Natural gas futures advanced in the middle of the week, with an intensification of work at a major export facility paired with the possibility of a cooler March to support the market.
Spot natural gas prices (CFDS ON NATURAL GAS) rose during their early trading on Thursday, achieving daily gains until the moment of writing this report, by 1.93%. It settled at $ 2.322 per million British thermal units, after rebounding yesterday from its lowest level since September 2020, to achieve a gain of 4.83%.
Natural gas futures advanced in the middle of the week, with an intensification of work at a major export facility paired with the possibility of a cooler March to support the market. March gas futures settled in the “NYMEX” on Wednesday at $ 2.174 per million British thermal units, up about 10.1. cents on the day, April futures rose 12.1 cents to $2,298.

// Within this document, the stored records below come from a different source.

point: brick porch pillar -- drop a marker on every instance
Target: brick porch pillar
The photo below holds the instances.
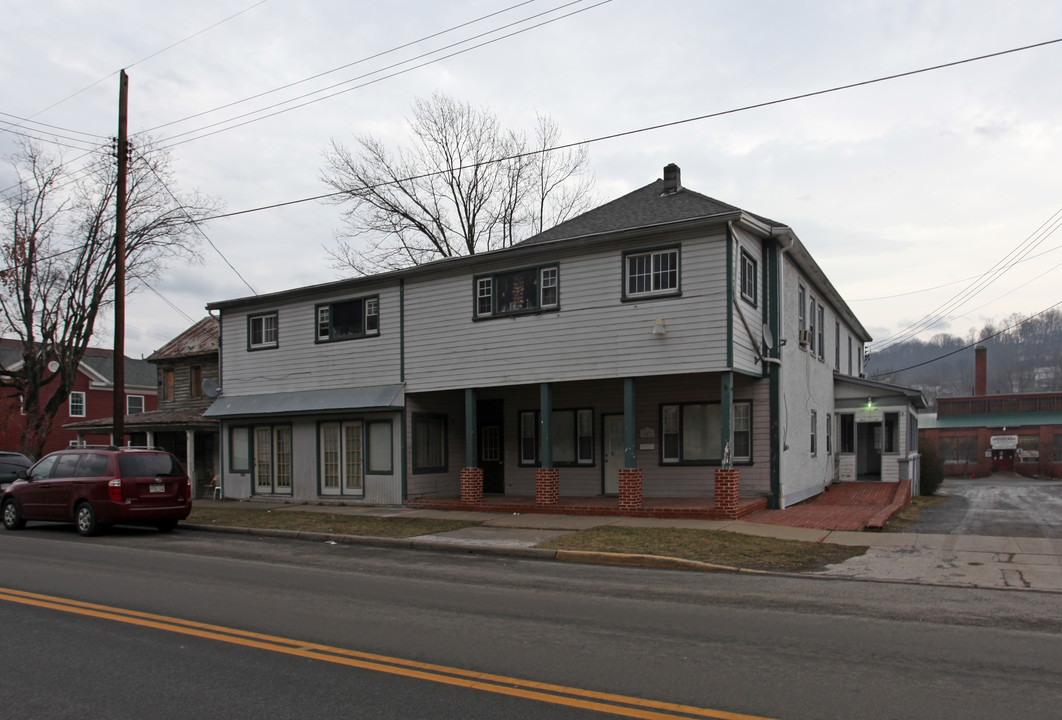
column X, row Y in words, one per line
column 726, row 492
column 472, row 484
column 630, row 487
column 547, row 486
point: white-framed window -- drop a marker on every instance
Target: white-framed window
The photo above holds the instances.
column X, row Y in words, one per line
column 691, row 433
column 748, row 277
column 76, row 404
column 572, row 436
column 429, row 443
column 342, row 458
column 348, row 319
column 262, row 331
column 651, row 273
column 134, row 405
column 516, row 291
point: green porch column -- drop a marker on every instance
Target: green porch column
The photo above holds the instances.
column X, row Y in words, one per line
column 546, row 426
column 472, row 431
column 726, row 416
column 630, row 431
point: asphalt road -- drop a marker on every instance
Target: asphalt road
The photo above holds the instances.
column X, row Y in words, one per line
column 1003, row 506
column 775, row 647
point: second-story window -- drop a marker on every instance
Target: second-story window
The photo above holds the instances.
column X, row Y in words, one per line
column 134, row 405
column 748, row 277
column 517, row 291
column 652, row 273
column 345, row 320
column 262, row 331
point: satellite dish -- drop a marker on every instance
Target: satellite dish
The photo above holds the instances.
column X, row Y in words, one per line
column 210, row 388
column 768, row 338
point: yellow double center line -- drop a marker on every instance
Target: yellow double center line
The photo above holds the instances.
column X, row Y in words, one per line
column 558, row 695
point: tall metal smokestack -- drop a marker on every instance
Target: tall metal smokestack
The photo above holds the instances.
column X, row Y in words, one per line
column 980, row 371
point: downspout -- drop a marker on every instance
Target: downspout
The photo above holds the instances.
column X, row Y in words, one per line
column 776, row 286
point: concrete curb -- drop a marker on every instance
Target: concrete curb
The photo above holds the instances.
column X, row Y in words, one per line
column 468, row 548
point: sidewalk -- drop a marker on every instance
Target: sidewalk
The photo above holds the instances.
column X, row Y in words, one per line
column 969, row 561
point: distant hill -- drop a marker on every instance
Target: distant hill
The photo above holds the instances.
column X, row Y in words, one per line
column 1026, row 358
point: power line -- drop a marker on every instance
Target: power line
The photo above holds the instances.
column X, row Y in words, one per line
column 663, row 125
column 342, row 67
column 372, row 82
column 974, row 344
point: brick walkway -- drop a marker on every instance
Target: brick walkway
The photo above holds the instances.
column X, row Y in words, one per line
column 845, row 506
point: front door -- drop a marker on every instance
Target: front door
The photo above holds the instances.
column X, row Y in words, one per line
column 489, row 427
column 613, row 452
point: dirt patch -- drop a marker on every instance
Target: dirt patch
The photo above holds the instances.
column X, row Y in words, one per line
column 708, row 546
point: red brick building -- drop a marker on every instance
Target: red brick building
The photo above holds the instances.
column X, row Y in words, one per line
column 92, row 395
column 983, row 433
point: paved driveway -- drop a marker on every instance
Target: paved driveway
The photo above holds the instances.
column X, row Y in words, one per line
column 1000, row 504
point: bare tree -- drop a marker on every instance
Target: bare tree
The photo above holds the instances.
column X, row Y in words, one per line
column 57, row 264
column 462, row 187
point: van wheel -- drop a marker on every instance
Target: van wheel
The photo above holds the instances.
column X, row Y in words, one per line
column 12, row 518
column 84, row 516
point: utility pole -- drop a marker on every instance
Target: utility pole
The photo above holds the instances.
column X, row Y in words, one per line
column 118, row 433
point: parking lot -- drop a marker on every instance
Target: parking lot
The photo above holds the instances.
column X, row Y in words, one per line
column 1003, row 504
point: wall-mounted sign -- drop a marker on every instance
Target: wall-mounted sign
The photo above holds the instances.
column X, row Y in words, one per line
column 1004, row 442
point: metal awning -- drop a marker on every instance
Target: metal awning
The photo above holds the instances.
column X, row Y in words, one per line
column 379, row 397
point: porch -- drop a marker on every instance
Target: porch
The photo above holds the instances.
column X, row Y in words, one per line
column 673, row 508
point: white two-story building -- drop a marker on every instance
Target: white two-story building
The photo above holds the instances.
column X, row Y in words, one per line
column 651, row 341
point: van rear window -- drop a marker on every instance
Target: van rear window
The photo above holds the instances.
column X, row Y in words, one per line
column 149, row 465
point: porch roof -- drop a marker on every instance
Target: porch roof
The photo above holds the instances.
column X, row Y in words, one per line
column 378, row 397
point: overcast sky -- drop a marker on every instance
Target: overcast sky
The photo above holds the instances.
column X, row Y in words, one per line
column 904, row 191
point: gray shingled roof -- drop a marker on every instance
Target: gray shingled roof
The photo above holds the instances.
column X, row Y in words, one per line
column 644, row 207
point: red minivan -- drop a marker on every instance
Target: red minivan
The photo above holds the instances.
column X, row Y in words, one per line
column 95, row 486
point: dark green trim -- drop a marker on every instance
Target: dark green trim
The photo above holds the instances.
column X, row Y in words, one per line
column 630, row 425
column 472, row 429
column 546, row 425
column 774, row 287
column 254, row 315
column 364, row 318
column 730, row 295
column 624, row 297
column 494, row 290
column 401, row 341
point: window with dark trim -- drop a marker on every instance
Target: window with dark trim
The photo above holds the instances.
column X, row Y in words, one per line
column 134, row 405
column 239, row 449
column 76, row 404
column 262, row 331
column 572, row 434
column 652, row 273
column 517, row 291
column 379, row 444
column 691, row 433
column 748, row 277
column 848, row 432
column 348, row 319
column 429, row 443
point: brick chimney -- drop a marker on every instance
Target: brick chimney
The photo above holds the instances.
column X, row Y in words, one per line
column 672, row 178
column 980, row 371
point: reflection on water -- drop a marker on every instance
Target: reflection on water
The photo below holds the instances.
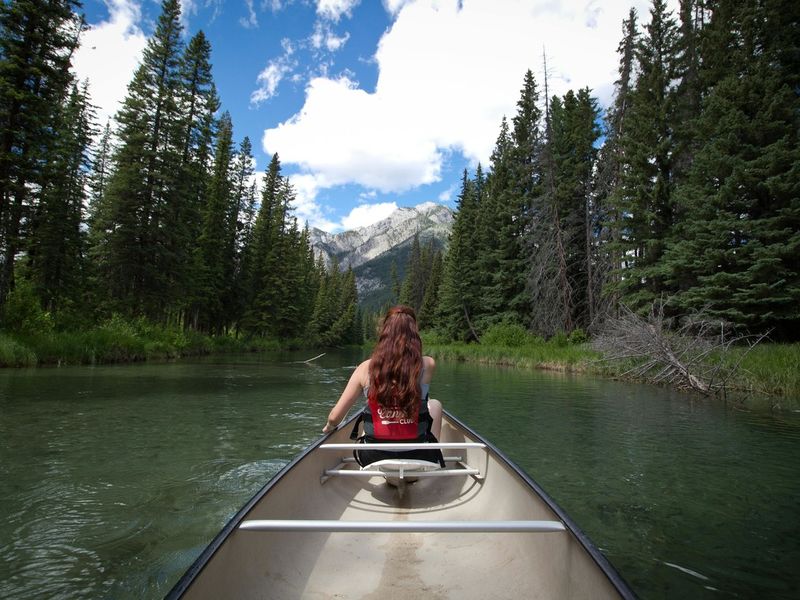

Although it may be too late to tease a lot of renewable gas purchases in the near term, Freeport LNG’s long-awaited comeback is underway now that the facility has received federal approval to fully resume operations. The export terminal is set to reach Exporting 2 bcfd in the coming weeks, which at least could provide a floor for gas prices that briefly fell below $2,000 on Tuesday.
Analysts are sure to look for another lower-than-usual draw in the upcoming U.S. Energy Information Administration (EIA) inventory report, which will be published later Thursday. A Reuters poll of 14 analysts gave estimates ranging from 51 billion cubic feet to 100 Bcf averaged 68 Bcf, while the Wall Street Journal poll had the same range and averaged 69 Bcf.
Technically, natural gas is trying, with its recent rise, to compensate for some of its previous losses, in light of the dominance of the main bearish trend in the medium and short term along the slope line. Negative pressure continued for its trading below the simple moving average for the previous 50-day period, in addition to that, we notice the presence of negative signals in indicators’ relative strength.
Therefore, our expectations suggest that natural gas will return to decline during its upcoming trading, especially if it stabilizes below 2.432, targeting the psychological support level at 2.00.